Courses come in two flavors, one-week camps and two-week “academies,” but just because the camps are only a few days long doesn’t mean they won’t cover heavy subjects. One of the week-long courses, Minecraft – Game Modding & Java Coding, requires that its teen attendees already have a “solid understanding of programming languages such as Java, C++, or PHP.”
“Most kids play Minecraft, and so they’re very excited to go in and modify it,” said Safran. “So Minecraft has actually expanded the market. It takes kids who would never think about programming — and since we offer four different Minecraft courses — we can get them at different angles depending on if they have programming experience or depending on their age.”
While Minecraft’s appeal is helping id Tech grow, the company has always worked with games. It also offers courses that utilize popular titles like Portal 2, Trackmania, and Shootmania. Some advanced courses teach directly in Epic Games’ Unreal Development Kit.
A bait and switch
Video games are just the bait, according to one of the program’s graduates.
“The iD Tech camps opened my eyes to possible careers in games,” former game developer Mark Grim told GamesBeat. “It was 2002 when I did the camp. I went for a multimedia game-creation week-long class. I was always interested in video games so I was curious what it was to make a video game, but I didn’t have any idea what it was like.”
Grimm knows he benefited from seeing behind the curtain at such a young age.
“It was really meaningful for me to see that [game development] wasn’t this big, nebulous industry,” said Grim. “It’s actually very approachable, technical, and interesting. From that point forward, I always had my eye on a career in video games or software development.”
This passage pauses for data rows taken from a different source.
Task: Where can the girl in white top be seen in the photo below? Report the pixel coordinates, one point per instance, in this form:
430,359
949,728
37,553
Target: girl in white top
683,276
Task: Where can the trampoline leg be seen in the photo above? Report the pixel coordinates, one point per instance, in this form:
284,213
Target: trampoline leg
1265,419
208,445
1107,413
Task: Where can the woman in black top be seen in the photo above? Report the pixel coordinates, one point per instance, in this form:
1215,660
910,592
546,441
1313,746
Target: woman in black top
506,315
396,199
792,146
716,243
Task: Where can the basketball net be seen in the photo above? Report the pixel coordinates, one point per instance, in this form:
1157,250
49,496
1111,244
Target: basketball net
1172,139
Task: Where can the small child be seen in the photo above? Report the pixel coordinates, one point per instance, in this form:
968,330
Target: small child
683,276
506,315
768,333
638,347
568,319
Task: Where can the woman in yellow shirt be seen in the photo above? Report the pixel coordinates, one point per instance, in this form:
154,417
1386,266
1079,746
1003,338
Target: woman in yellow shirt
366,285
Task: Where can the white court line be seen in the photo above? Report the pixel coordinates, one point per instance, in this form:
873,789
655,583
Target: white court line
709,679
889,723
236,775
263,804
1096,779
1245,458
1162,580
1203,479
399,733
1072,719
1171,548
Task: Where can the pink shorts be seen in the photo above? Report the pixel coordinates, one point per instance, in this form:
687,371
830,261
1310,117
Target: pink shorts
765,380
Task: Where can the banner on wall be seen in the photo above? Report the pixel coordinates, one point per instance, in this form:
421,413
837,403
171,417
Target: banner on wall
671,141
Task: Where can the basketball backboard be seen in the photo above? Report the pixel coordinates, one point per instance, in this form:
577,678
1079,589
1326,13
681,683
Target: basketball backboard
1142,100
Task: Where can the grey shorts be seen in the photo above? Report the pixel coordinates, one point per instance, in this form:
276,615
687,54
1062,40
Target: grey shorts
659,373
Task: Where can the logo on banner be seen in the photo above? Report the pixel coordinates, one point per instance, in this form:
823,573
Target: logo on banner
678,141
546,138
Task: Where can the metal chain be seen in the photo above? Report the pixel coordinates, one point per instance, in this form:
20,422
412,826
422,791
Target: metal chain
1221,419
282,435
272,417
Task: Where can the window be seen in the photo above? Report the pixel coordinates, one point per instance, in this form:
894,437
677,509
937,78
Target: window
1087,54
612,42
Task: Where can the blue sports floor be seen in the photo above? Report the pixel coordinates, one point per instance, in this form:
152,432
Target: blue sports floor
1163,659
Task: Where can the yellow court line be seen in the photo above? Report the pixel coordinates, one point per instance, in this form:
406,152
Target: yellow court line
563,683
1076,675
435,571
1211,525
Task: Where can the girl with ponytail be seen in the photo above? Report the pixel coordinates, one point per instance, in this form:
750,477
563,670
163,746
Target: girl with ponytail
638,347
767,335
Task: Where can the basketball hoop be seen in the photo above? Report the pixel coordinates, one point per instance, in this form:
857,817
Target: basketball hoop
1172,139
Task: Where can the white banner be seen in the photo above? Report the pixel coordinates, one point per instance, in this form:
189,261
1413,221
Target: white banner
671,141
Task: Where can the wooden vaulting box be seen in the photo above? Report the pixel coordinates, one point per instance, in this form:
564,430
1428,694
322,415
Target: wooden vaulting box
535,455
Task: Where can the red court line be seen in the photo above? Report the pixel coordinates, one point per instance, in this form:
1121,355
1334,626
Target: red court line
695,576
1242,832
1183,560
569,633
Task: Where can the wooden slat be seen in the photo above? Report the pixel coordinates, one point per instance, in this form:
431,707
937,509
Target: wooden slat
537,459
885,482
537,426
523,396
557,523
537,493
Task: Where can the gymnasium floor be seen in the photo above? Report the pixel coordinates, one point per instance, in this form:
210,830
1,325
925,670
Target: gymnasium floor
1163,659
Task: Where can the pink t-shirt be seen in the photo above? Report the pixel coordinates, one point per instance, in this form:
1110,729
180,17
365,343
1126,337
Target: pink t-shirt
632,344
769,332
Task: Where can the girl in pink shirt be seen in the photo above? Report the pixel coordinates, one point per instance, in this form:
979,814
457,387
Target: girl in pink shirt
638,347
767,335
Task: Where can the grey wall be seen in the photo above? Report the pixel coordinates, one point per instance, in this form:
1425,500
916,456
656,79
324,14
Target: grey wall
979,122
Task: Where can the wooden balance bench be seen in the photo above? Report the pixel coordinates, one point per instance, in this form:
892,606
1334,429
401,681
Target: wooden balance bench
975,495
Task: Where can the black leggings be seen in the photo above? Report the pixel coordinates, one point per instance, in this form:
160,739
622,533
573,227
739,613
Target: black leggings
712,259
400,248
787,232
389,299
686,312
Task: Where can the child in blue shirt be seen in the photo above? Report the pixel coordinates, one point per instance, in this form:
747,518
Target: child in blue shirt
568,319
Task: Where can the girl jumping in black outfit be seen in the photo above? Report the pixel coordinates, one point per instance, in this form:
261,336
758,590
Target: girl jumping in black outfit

Grimm was in between his junior and senior year of high school when he attended the class. He says that iD Tech helped him decide what to study when he eventually went to Massachusetts Institute of Technology in 2003. At MIT, he learned more about game development and eventually got a job working at Rock Band developer Harmonix Music Systems. He has since left that studio to pursue a business degree at Boston University.
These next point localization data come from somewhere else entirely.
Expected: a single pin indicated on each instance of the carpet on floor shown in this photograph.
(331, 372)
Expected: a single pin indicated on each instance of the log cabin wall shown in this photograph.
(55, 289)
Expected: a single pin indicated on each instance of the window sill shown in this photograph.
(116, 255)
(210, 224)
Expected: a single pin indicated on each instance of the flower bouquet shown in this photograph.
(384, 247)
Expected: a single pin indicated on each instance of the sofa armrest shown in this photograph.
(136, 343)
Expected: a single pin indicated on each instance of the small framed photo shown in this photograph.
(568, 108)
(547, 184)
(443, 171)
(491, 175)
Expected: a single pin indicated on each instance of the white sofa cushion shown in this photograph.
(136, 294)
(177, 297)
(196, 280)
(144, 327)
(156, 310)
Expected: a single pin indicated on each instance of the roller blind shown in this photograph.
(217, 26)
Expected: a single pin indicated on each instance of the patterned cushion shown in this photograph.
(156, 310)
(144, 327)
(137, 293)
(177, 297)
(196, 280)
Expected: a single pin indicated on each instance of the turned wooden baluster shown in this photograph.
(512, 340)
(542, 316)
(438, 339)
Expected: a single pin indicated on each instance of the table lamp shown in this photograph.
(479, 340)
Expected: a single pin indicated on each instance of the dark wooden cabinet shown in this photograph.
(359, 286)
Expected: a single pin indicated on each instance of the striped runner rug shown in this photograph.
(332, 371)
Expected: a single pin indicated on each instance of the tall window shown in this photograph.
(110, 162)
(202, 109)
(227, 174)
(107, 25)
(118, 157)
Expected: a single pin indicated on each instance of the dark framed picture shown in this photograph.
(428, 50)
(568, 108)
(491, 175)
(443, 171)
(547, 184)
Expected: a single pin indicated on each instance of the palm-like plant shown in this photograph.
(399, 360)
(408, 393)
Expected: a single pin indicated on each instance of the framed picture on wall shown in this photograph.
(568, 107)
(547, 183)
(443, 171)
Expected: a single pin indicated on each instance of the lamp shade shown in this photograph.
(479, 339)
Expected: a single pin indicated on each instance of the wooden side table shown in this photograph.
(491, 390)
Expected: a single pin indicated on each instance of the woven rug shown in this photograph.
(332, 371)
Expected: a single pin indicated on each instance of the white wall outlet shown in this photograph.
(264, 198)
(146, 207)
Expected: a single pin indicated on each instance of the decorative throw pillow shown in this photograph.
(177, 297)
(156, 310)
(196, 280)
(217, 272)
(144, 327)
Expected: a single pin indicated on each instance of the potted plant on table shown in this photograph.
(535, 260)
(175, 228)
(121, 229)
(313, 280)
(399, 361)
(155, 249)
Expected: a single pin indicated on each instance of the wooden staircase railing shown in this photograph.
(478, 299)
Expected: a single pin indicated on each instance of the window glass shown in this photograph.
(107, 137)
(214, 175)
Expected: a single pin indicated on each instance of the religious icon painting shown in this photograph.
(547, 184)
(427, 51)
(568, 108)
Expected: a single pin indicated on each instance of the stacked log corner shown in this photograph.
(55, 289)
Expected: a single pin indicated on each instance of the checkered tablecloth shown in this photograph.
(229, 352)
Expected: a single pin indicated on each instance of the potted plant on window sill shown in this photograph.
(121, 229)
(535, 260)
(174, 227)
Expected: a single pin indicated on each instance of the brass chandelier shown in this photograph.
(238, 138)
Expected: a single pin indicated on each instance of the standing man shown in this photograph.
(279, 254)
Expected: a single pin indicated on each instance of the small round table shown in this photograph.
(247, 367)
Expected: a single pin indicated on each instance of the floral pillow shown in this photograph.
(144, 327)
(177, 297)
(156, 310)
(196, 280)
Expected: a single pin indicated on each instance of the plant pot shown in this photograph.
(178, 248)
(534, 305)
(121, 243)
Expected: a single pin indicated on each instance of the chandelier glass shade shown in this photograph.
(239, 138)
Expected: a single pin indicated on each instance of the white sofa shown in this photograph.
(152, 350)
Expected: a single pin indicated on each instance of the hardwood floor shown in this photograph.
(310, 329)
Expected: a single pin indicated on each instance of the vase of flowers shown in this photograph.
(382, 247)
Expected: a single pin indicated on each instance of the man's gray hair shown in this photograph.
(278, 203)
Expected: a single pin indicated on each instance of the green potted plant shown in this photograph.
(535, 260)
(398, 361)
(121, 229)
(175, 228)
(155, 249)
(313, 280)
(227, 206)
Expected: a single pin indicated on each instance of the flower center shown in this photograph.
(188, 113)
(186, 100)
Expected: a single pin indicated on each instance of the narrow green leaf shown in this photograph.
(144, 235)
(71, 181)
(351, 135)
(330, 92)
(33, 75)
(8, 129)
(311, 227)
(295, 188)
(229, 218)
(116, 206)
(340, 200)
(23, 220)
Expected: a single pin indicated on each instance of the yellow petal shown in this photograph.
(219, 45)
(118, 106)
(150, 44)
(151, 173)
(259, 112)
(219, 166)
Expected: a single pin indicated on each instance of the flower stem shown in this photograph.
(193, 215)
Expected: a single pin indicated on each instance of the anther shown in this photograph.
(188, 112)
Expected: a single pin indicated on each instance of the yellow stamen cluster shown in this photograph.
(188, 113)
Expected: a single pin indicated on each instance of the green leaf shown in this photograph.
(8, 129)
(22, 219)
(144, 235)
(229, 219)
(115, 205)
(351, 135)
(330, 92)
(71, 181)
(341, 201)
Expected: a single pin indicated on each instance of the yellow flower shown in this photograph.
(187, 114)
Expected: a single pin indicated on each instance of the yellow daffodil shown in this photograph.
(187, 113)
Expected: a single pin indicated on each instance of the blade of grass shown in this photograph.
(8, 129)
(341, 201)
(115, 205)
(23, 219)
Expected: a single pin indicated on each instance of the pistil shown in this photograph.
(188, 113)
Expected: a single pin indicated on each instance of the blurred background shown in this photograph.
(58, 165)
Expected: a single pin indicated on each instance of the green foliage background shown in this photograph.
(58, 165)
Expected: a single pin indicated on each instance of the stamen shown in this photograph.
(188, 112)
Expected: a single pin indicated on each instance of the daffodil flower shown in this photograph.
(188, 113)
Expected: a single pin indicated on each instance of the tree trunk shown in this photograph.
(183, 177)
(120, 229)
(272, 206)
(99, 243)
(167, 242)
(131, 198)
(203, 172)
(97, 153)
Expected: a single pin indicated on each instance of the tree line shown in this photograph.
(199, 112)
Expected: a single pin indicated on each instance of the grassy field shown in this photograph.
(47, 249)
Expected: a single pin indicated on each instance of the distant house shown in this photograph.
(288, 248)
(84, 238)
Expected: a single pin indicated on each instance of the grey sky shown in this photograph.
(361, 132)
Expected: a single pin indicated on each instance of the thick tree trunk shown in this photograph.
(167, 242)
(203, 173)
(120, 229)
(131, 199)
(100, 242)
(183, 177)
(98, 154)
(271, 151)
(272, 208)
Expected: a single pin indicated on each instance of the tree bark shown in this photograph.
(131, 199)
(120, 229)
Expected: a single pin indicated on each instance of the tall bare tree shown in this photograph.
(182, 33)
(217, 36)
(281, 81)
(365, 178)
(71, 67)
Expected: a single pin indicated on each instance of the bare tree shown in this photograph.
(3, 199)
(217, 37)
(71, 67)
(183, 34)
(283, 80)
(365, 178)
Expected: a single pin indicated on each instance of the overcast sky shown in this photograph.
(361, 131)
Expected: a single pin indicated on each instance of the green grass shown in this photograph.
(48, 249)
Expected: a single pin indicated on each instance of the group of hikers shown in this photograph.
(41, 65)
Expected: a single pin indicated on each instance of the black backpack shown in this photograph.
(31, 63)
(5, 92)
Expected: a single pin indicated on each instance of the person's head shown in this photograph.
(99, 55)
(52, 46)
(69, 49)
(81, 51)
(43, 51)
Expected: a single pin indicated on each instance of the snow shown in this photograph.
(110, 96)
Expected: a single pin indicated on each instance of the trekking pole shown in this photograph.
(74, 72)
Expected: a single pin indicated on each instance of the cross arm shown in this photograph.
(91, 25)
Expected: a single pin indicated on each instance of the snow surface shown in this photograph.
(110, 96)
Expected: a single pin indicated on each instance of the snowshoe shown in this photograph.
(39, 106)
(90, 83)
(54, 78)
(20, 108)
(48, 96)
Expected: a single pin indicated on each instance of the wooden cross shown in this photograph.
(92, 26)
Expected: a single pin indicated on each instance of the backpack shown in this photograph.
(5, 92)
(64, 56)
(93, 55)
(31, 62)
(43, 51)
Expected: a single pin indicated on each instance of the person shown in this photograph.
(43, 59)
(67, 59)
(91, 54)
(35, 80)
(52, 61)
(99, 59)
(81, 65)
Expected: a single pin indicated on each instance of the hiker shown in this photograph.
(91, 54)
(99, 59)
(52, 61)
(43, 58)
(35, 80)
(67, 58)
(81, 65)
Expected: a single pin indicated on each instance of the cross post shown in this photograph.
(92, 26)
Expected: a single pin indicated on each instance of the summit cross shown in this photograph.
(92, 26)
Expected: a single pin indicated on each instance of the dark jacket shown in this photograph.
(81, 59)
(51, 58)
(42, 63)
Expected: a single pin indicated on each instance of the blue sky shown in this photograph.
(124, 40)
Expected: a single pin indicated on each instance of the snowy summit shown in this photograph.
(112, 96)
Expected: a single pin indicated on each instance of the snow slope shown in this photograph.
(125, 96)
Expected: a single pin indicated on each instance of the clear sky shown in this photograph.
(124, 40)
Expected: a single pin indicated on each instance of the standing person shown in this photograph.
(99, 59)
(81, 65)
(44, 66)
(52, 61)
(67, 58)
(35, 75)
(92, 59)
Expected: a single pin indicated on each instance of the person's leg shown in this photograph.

When it comes to Minecraft, it’s all about how much it appeals to kids that might not even know they can make games.
“If there’s a kid out there playing Minecraft, he might check out the camps because there’s a Minecraft class,” he said. “I don’t think that kid would have come before id Tech integrated Minecraft into the curriculum.”
Meanwhile, in Stockholm
Minecraft creator Markus “Notch” Persson is only 33 years old. He grew up playing games that inspired him.
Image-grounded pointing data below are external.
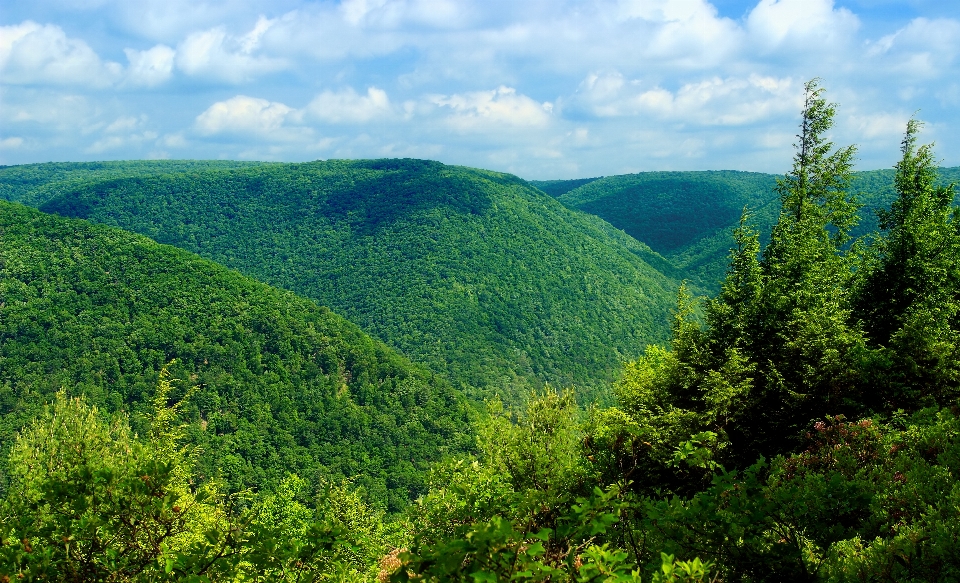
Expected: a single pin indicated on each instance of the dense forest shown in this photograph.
(802, 424)
(277, 384)
(689, 217)
(466, 271)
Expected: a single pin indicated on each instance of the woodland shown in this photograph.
(399, 370)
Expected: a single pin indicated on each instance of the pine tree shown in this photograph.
(908, 292)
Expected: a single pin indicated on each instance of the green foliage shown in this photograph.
(909, 286)
(690, 217)
(780, 344)
(524, 510)
(469, 272)
(35, 184)
(90, 502)
(556, 188)
(282, 385)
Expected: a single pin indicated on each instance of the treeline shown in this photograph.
(806, 430)
(472, 273)
(801, 425)
(277, 384)
(689, 217)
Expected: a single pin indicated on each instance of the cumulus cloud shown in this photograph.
(395, 13)
(923, 48)
(12, 143)
(215, 55)
(492, 110)
(689, 32)
(347, 106)
(712, 101)
(249, 115)
(811, 26)
(151, 67)
(31, 53)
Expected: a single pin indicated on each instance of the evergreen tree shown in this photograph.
(908, 295)
(778, 350)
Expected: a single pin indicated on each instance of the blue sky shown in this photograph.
(543, 89)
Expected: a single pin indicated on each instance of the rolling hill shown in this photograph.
(475, 274)
(688, 217)
(283, 385)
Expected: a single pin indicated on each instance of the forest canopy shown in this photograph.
(803, 424)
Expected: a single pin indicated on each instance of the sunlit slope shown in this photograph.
(474, 273)
(689, 217)
(283, 385)
(34, 184)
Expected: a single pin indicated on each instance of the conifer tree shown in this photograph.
(908, 295)
(778, 350)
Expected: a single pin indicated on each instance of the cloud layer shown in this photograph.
(544, 89)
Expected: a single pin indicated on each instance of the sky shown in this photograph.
(539, 88)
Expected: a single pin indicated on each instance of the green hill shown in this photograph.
(283, 385)
(557, 188)
(688, 217)
(34, 184)
(473, 273)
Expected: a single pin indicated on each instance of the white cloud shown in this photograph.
(13, 143)
(252, 116)
(215, 55)
(712, 101)
(923, 48)
(878, 125)
(348, 107)
(686, 32)
(394, 13)
(151, 67)
(805, 26)
(493, 110)
(115, 142)
(31, 53)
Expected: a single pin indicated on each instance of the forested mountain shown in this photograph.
(473, 273)
(689, 217)
(34, 184)
(557, 188)
(282, 385)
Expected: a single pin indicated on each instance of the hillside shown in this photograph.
(34, 184)
(283, 385)
(473, 273)
(688, 217)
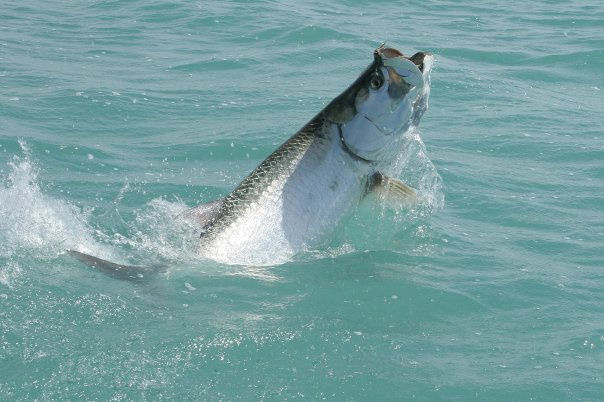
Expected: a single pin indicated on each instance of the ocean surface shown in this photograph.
(116, 116)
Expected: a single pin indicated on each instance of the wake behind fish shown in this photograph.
(39, 226)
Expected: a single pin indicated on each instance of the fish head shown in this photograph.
(384, 103)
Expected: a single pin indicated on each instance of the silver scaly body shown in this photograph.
(299, 194)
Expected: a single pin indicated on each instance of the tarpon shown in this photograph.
(300, 193)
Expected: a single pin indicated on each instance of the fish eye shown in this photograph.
(376, 81)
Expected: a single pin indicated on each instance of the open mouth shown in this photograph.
(418, 59)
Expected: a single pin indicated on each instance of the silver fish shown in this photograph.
(298, 195)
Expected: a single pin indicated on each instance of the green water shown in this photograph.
(115, 116)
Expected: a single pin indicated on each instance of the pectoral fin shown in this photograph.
(127, 272)
(390, 189)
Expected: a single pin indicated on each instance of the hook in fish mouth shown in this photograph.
(378, 127)
(418, 58)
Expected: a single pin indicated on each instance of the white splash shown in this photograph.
(34, 223)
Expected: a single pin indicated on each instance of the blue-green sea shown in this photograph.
(116, 116)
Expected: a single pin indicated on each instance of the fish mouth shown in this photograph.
(423, 60)
(420, 59)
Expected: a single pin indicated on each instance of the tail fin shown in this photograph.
(134, 273)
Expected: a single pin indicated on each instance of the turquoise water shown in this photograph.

I asked the developers at Mojang how it feels to know that young kids are finding the same inspiration in Minecraft that they found in the games of their childhood.
“It’s a humbling experience to be part of a game that is helping define a new generation of programmers and developers,” Mojang spokesperson Lydia Winters told GamesBeat. “At Minecon, [our annual convention], it’s incredible to see youth looking up to Minecraft programmers and wanting to learn coding themselves.”
Winters thinks that Minecraft makes such a useful tool for education simply because it is so open but simple.
“Teachers are able to use it to teach complex concepts through something students already enjoy,” she said. “As a former teacher, I wish I could have used Minecraft in my own classroom to engage my students in learning about a variety of subjects.”
More parents are looking for ways to teach their kids to understand technology. It’s a difficult thing to do because so few grownups understand coding. That’s why parents are delighted to send their kids to “play” with games for a week because the kids might come back with a passion for software development.
“Statistics show that in the next decade there will be over 800,000 unfilled STEM jobs,” said Safran. “Today’s kids are not training in college for those fields, so this is a real lucrative industry to get into. Plus, kids will be doing something that they love.”
I loved going to woodsy summer camps with canoeing and whittling when I was young, but I probably would have loved a gaming camp even more. Coming out of it with a taste for technology and programming would have been a major bonus.
Enrollment for summer 2013 camps is open now.